DocuSign, once a pandemic darling, has seen its stock plummet by 80% as life returns to normal. However, the company is not giving up on growth and is focusing on contract lifecycle management to regain its competitive edge.
Despite facing stiff competition from high-profile software companies like Adobe and Dropbox, DocuSign recently announced its intent to acquire Lexion, a move that could integrate contract management technology powered by artificial intelligence into its ecosystem.
While the global document management system industry is projected to grow at a CAGR of 17% through 2032, it remains to be seen how much of this market DocuSign can capture in the face of increasing competition.

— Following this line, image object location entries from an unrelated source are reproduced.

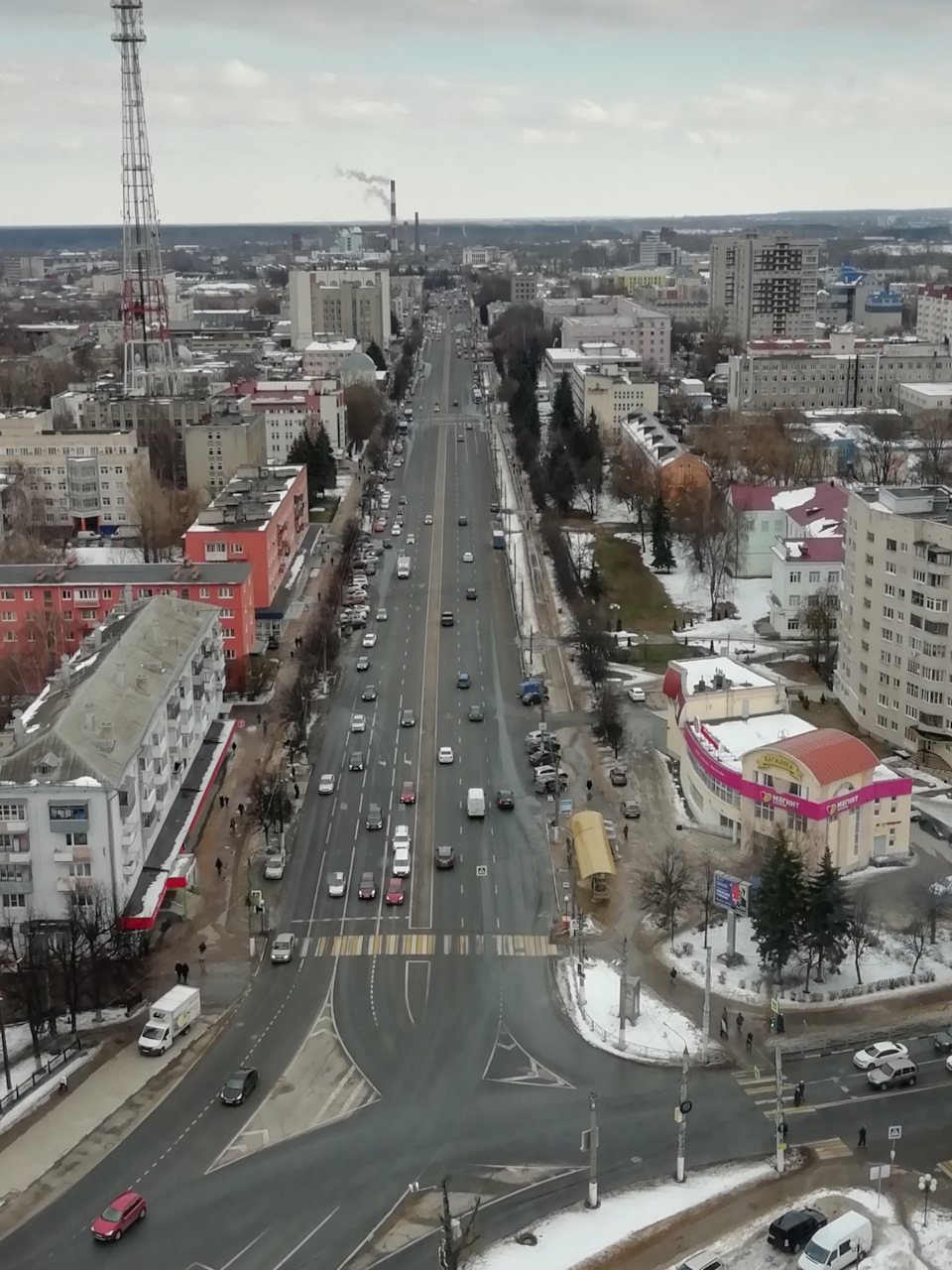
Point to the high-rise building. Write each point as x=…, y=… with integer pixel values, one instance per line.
x=765, y=286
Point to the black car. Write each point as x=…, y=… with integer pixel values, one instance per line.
x=793, y=1230
x=239, y=1084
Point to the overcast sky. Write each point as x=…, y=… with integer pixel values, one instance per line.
x=480, y=108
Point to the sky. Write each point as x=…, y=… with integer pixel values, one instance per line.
x=480, y=108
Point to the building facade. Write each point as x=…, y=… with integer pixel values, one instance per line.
x=94, y=772
x=766, y=285
x=892, y=670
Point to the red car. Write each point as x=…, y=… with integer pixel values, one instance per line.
x=123, y=1211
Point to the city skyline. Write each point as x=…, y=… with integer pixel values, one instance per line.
x=512, y=109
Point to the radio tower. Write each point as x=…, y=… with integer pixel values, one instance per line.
x=149, y=363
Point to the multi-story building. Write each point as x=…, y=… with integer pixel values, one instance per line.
x=100, y=772
x=48, y=610
x=835, y=373
x=892, y=671
x=230, y=440
x=933, y=318
x=349, y=303
x=77, y=480
x=766, y=286
x=261, y=518
x=749, y=769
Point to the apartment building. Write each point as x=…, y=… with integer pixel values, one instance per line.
x=73, y=480
x=103, y=774
x=766, y=285
x=842, y=372
x=349, y=303
x=892, y=672
x=46, y=611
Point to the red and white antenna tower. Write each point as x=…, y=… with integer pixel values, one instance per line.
x=149, y=361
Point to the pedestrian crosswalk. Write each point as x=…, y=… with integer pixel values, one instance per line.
x=429, y=945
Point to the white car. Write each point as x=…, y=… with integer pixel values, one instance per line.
x=879, y=1053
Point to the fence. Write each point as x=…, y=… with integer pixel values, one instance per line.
x=48, y=1069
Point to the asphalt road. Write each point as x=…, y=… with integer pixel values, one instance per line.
x=461, y=1056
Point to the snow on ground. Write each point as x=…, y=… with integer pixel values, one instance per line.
x=889, y=961
x=580, y=1233
x=657, y=1037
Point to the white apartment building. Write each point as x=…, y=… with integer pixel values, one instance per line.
x=93, y=769
x=766, y=286
x=842, y=372
x=892, y=674
x=80, y=480
x=349, y=303
x=933, y=318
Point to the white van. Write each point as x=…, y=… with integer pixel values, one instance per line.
x=841, y=1243
x=475, y=804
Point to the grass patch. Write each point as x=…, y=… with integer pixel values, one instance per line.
x=629, y=583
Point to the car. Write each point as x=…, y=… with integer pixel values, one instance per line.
x=238, y=1086
x=123, y=1211
x=336, y=884
x=875, y=1055
x=284, y=948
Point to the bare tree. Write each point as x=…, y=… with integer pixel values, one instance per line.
x=666, y=887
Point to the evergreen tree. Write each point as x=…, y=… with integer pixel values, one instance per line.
x=777, y=915
x=826, y=917
x=661, y=549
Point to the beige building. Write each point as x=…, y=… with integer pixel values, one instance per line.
x=349, y=303
x=892, y=672
x=766, y=286
x=76, y=480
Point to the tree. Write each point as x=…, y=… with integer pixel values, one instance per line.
x=608, y=724
x=777, y=912
x=826, y=926
x=661, y=548
x=666, y=887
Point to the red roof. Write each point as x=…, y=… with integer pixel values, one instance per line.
x=829, y=753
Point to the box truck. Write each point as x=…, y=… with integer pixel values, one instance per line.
x=169, y=1017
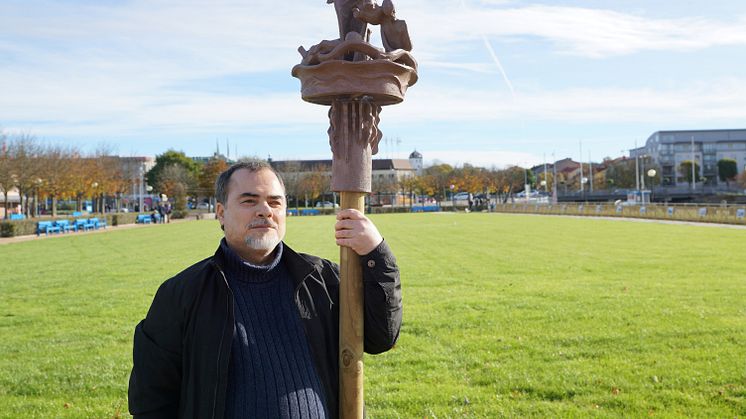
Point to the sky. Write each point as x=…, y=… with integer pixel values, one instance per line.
x=500, y=82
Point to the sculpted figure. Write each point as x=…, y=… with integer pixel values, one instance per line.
x=393, y=31
x=346, y=19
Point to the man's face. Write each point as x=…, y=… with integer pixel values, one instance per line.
x=253, y=215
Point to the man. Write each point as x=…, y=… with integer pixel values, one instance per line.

In fiscal 2024, DocuSign reported revenue of nearly $2.8 billion, a 10% increase from the previous year. The company also managed to turn a profit, with a net income of $74 million, a significant improvement from the previous year’s loss of $97 million.
Despite the stock price being far below its record high, investors have responded positively, with the stock growing by nearly 25% over the last year. With a forward P/E ratio of just 19, DocuSign may be more appealing to value investors than growth investors.
While growth stock investors may continue to shy away from DocuSign due to slowing revenue growth, the company’s profitability and potential for market-beating returns could make it a solid buy for value investors.
Overall, DocuSign’s focus on contract lifecycle management and its profitability make it an intriguing investment opportunity for those willing to look beyond its recent stock price decline.